In 1886 the Society's members voted to establish the Minneapolis School of Fine Art, with Douglas Volk as director and principal lecturer. Twenty-eight students attended the first four-month session. In 1889 the Minneapolis School of Fine Arts moved into its new headquarters in the Minneapolis Public Library at Hennepin and Tenth. This became the home for the Minneapolis Society of Fine Arts until its own permanent structure, the Minneapolis Institute of Arts, at 2400 Third Avenue South, was completed in 1914.

Minneapolis Institute of Arts, July 1999
Photo courtesy of Chris Gregerson

The Minneapolis Institute of Arts houses over 100,000 objects from diverse cultural traditions spanning 4,000 years of world history. The Institute serves the Twin Cities area and the Upper Midwest and is recognized internationally as one of the great museums in America. In a move to tie the Minneapolis Institute of Arts with the downtown area, the city is working to develop Third Avenue as the Avenue of the Arts.

Lumberman Thomas B. Walker, who was deeply committed to bringing arts and culture to the community, acquired a private art collection so extensive in the 1890s that he hired a curator and opened the doors of his home to the public. In 1927, a new building for the Walker Art Gallery was opened at Lyndale and Oak Grove. By 1941, the Walker Art Gallery had changed its name to the Walker Art Center (WAC) and began offering free art programs and films to adults and children. The current WAC building opened in May of 1971 next to the Tyrone Guthrie Theater. The adjacent Minneapolis Sculpture Garden, collaboration between the WAC and the Minneapolis Park Board, opened in 1988. The Sculpture Garden promoted the spirit of public art, which continues to be an important part of the cultural history of the city of Minneapolis.

Frederick R. Weisman Art Museum at the University of Minnesota. Originally founded in 1934, the current building by Frank Gehry was constructed in 1993. (Photo taken September 1999.)
Photo courtesy of Chris Gregerson

The City founded the Minneapolis Arts Commission in 1974. It was established to foster development of the arts (including architecture and environmental arts, creative writing, dance, film/video, music, theater and visual arts), to stimulate participation and appreciation of the arts by all city residents, to encourage cooperation and coordination between artists and the various arts, to seek financial support of the arts, to act as an advocate for the arts before private and public agencies, to advise the City Council with respect to arts related matters, to strive for high standards of quality in the arts, and to represent the arts whenever possible. The Office of Cultural Affairs was staffed in 1993 and its strategic plan laid out. It oversees a number of programs, projects, and services including the Minneapolis Arts Commission, the Office of Film, Video, Recording and New Media, and Art in Public Places.
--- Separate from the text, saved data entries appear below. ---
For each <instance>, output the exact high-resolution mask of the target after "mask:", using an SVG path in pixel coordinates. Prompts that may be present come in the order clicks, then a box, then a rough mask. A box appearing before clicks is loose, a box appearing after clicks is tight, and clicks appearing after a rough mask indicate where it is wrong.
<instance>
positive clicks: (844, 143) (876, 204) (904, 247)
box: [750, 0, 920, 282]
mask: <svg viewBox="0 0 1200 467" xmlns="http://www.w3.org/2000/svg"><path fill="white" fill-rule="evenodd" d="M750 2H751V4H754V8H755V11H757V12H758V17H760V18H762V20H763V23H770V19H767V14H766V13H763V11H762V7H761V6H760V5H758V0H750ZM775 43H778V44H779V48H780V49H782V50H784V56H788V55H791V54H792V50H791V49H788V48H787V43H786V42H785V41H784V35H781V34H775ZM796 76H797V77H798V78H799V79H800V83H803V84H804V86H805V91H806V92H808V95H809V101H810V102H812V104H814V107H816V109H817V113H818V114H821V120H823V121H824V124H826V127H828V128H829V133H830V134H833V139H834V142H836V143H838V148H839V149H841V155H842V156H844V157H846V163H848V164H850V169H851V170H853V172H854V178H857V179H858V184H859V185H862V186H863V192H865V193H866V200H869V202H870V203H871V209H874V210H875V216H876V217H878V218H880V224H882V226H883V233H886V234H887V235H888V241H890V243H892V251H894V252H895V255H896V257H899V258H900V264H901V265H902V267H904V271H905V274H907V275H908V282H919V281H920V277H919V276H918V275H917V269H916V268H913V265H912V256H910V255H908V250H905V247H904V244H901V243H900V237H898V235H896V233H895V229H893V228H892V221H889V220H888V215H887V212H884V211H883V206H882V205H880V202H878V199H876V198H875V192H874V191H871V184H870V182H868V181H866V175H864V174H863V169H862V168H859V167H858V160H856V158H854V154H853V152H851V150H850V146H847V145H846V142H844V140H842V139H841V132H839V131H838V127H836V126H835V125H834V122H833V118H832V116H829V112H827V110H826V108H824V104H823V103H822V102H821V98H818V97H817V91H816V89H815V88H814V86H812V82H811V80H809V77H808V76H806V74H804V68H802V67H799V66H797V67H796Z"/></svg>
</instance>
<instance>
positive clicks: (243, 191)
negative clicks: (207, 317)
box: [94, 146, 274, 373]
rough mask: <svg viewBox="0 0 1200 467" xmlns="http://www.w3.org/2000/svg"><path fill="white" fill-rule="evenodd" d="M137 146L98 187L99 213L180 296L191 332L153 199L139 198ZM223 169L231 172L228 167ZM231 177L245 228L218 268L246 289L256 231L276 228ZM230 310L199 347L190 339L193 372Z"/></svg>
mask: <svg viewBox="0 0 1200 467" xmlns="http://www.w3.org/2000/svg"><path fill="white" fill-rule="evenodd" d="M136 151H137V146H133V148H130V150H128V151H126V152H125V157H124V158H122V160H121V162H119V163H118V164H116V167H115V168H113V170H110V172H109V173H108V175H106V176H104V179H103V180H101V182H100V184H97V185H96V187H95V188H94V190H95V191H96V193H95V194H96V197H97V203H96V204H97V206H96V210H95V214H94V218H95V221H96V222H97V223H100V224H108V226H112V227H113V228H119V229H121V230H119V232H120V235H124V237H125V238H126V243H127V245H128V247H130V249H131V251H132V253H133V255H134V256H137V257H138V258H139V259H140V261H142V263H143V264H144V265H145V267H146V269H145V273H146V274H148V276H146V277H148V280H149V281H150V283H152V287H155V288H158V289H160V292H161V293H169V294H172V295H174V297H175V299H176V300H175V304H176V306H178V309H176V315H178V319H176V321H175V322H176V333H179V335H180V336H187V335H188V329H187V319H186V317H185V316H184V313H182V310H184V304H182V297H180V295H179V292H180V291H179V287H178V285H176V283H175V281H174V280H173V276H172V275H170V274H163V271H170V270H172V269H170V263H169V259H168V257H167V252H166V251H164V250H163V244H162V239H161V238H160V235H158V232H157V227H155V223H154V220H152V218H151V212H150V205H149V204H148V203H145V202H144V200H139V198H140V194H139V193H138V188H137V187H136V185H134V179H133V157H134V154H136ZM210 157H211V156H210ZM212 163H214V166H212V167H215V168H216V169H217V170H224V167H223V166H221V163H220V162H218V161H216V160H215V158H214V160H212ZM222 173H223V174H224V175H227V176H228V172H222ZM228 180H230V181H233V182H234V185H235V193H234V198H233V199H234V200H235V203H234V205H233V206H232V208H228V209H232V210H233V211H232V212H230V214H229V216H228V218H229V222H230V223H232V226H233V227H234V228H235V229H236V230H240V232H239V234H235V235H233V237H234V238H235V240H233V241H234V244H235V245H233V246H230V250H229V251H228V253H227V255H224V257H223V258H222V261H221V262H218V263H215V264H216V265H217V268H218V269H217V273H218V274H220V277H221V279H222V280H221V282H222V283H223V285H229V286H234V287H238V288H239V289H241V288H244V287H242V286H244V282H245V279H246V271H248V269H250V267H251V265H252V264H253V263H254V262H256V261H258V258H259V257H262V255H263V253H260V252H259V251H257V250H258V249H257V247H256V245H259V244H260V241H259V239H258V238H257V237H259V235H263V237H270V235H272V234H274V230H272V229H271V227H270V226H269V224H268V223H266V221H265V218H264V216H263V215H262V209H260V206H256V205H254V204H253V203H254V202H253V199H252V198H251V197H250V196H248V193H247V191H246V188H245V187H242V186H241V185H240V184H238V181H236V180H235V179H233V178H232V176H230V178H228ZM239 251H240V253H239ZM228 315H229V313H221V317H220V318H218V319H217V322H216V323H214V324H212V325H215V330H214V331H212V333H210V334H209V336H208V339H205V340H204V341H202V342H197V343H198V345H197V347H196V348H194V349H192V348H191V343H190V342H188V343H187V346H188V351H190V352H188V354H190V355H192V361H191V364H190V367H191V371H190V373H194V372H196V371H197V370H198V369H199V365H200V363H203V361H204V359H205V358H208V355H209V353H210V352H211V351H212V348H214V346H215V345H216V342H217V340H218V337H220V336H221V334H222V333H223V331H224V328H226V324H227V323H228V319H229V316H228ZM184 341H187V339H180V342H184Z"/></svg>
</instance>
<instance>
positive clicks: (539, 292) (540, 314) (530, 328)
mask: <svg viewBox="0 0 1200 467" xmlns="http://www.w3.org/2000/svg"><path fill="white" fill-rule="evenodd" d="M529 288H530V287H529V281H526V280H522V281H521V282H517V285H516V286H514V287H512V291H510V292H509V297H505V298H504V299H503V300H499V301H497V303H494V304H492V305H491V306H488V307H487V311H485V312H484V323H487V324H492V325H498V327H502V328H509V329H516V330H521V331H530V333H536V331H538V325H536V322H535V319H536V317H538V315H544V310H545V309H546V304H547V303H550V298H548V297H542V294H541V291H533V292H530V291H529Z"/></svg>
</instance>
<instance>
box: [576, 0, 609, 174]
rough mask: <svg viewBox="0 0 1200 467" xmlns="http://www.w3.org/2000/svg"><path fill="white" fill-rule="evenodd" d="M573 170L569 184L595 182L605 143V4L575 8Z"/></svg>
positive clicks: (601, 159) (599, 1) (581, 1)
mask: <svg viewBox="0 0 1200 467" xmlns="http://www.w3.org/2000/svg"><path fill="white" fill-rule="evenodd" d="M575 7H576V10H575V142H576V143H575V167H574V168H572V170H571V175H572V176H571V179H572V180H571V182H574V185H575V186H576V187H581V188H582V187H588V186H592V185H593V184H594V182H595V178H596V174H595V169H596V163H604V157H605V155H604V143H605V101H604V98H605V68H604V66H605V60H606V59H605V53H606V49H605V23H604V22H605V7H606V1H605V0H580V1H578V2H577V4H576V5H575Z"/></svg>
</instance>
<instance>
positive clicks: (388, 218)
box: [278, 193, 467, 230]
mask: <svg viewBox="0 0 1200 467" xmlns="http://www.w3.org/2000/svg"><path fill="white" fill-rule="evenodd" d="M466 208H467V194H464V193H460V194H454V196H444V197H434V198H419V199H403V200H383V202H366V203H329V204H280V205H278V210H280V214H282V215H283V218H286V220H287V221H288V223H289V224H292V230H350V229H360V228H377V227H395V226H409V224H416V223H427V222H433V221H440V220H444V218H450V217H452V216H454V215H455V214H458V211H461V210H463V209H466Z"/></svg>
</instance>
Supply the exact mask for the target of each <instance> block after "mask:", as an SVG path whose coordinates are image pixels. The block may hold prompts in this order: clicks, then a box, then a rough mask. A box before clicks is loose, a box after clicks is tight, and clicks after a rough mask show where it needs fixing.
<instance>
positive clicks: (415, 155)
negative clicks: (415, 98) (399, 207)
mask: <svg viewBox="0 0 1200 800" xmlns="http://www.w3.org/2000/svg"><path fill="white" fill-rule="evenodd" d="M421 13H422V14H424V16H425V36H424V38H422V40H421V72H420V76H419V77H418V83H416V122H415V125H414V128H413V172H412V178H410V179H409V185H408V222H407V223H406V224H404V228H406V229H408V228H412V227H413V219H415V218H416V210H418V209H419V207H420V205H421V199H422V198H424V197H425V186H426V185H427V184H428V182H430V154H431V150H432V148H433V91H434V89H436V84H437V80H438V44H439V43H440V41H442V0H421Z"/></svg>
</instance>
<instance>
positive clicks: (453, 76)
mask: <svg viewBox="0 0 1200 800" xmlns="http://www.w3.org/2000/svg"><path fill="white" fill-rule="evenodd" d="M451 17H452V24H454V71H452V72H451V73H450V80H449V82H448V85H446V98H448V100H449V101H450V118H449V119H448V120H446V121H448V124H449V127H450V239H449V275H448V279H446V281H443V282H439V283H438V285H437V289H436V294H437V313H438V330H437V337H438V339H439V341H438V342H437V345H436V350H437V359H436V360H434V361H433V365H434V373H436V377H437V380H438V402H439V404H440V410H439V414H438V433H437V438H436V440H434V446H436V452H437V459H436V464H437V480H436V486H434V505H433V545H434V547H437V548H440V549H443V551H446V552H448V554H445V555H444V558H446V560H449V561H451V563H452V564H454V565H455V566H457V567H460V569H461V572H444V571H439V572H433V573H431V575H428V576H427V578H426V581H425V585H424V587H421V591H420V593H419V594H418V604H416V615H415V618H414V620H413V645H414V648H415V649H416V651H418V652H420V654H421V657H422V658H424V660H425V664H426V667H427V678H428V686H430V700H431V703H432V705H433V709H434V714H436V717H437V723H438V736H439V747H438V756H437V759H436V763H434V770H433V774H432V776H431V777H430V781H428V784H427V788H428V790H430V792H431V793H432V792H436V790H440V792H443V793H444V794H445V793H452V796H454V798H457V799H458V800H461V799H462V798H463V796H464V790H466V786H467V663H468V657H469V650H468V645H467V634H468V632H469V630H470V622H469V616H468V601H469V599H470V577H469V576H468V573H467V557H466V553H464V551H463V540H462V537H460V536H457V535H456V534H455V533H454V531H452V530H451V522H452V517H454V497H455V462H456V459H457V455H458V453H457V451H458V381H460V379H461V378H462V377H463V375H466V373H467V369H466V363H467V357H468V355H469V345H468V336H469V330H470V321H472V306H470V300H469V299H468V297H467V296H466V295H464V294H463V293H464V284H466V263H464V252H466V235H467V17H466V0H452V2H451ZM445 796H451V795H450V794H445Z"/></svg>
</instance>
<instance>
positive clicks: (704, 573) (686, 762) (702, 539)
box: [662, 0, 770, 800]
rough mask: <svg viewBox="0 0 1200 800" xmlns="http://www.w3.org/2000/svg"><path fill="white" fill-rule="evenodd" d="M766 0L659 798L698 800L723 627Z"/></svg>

In the year 2001, the budget for the Office of Cultural Affairs was a nearly 1% percent of the City's total budget.

Masonic Temple at Hennepin Avenue and 6th Street decorated for the Shriners' convention in 1908. Today the building is the Hennepin Center for the Arts.
Minneapolis Collection, BR0200

West Bank art gallery (1966).
Municipal Information Library, Slide Collection, MIL3033.

A significant ingredient for promoting various art forms is having an inspiring work environment. The Masonic Temple building at Hennepin and Sixth was converted into the Hennepin Center for the Arts in 1979 to provide a home for many of the city's cultural institutions including the Minnesota Dance Theatre and School founded by nationally acclaimed choreographer and teacher Loyce Houlton. The adaptive reuse of various older buildings in the Warehouse District, located on the western edge of downtown, became home to numerous artists and art galleries. In recent times the arts community has flourished in Northeast Minneapolis.